Ce dernier pourrait cependant utiliser le bâton des droits de douane afin de forcer le continent à investir en matière de défense et à acheter du gaz naturel liquéfié (GNL) américain.

« Il va probablement négocier pour obtenir plus de revenus [de] l’Europe », souligne-t-elle. « Je ne me prononcerai pas sur l’ampleur de ce phénomène. »

Le rapport Draghi

L’enquête de l’ERT montre qu’une grande majorité de patrons soutient aussi l’appel de l’ancien président de la Banque centrale européenne (BCE), Mario Draghi, à stimuler la compétitivité de l’Union, en approfondissant le marché unique et en réduisant le fardeau règlementaire qui pèse sur les entreprises.

Ilham Kadri, vice-présidente de l’ERT, a déclaré que l’enquête mettait en évidence la conviction des chefs d’entreprise que « la mise en œuvre complète du rapport Draghi [sur la compétitivité de l’Union] sera transformatrice, fournissant une plateforme pour faire de l’Europe la destination la plus attrayante pour l’investissement ».

L’étude de l’ERT s’inscrit dans un climat de craintes généralisées concernant l’économie européenne, qui souffre des prix élevés de l’énergie, de faibles niveaux d’investissement et d’une faible demande.

Selon les dernières prévisions de la Commission européenne, le PIB de l’UE ne progressera que de 0,9 % cette année, soit un tiers du taux de croissance des États-Unis.

La présidente de la Commission, Ursula von der Leyen, a annoncé mercredi 27 novembre que la première initiative majeure de sa nouvelle Commission serait une « boussole pour la compétitivité » s’appuyant « sur les trois grands piliers » économiques présentés dans le rapport Draghi, à savoir l’innovation, la décarbonation et la sécurité.

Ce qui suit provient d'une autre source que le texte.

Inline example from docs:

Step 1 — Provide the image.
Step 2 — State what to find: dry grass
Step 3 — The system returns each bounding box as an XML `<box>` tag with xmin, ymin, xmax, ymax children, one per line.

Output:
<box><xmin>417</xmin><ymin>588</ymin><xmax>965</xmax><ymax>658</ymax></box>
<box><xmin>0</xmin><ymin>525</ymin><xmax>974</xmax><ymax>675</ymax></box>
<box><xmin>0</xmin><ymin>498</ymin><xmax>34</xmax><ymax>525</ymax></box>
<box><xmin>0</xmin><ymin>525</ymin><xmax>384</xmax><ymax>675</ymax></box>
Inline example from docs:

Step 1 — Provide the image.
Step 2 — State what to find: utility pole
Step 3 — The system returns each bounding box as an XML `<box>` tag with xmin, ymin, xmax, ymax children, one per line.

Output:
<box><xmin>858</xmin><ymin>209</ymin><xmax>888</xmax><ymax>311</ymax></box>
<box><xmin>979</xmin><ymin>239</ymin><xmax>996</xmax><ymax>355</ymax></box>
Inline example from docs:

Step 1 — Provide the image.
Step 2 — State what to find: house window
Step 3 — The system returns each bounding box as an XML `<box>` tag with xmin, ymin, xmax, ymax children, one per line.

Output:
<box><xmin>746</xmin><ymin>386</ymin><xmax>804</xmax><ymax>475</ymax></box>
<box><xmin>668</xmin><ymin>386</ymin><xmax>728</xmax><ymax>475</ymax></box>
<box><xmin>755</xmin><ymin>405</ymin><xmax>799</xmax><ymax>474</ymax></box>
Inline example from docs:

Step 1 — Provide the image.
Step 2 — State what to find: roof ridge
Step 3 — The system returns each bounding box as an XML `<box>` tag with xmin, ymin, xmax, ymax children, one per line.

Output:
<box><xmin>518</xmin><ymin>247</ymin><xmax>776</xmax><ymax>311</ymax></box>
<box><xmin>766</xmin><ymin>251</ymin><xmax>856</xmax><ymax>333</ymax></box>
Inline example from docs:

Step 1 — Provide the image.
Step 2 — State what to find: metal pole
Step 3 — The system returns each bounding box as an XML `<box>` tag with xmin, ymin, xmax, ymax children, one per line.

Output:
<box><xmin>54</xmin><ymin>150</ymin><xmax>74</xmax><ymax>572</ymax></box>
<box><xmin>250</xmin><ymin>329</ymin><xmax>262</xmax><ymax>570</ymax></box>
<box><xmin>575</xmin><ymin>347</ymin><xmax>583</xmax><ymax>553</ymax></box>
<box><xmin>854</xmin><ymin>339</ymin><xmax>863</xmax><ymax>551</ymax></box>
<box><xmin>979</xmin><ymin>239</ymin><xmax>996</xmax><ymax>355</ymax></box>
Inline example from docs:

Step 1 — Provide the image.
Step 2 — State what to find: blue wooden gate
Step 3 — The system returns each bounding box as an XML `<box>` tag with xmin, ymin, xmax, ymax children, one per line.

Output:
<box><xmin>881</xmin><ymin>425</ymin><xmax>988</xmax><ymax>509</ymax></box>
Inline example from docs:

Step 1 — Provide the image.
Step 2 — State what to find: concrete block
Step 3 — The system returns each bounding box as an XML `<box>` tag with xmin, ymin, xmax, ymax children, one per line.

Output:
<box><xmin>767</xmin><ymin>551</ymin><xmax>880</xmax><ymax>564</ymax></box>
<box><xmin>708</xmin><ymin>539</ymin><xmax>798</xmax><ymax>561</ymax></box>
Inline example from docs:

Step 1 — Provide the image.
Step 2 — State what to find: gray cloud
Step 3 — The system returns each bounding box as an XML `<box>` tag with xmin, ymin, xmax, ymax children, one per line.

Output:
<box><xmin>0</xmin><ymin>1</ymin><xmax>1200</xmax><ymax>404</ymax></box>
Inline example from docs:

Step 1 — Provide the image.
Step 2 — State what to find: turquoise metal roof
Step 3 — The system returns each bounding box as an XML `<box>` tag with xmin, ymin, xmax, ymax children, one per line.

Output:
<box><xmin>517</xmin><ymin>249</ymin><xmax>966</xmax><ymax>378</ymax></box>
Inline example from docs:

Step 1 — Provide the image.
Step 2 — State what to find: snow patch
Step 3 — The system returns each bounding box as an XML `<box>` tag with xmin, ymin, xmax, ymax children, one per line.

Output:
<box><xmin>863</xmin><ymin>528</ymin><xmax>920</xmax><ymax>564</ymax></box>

« Le premier [pilier] devra combler l’écart qui nous sépare des États-Unis et de la Chine en matière d’innovation. Le deuxième est l’élaboration d’un plan conjoint pour la décarbonation et la compétitivité. Troisièmement, il s’agit de renforcer la sécurité et de réduire les dépendances », a expliqué la cheffe de l’exécutif européen.

S’exprimant avant l’approbation de sa nouvelle équipe par le Parlement européen, Ursula von der Leyen a fait écho à l’appel de Mario Draghi en faveur d’un environnement plus favorable aux entreprises et d’une plus grande intégration des marchés.

« La grande force du marché unique est qu’il remplace la myriade de normes et de coutumes nationales par un ensemble unique de règles. Nous devons donc revenir à ce que le marché unique fait de mieux, [c’est-à-dire] faciliter les affaires dans toute l’Europe. », a-t-elle déclaré.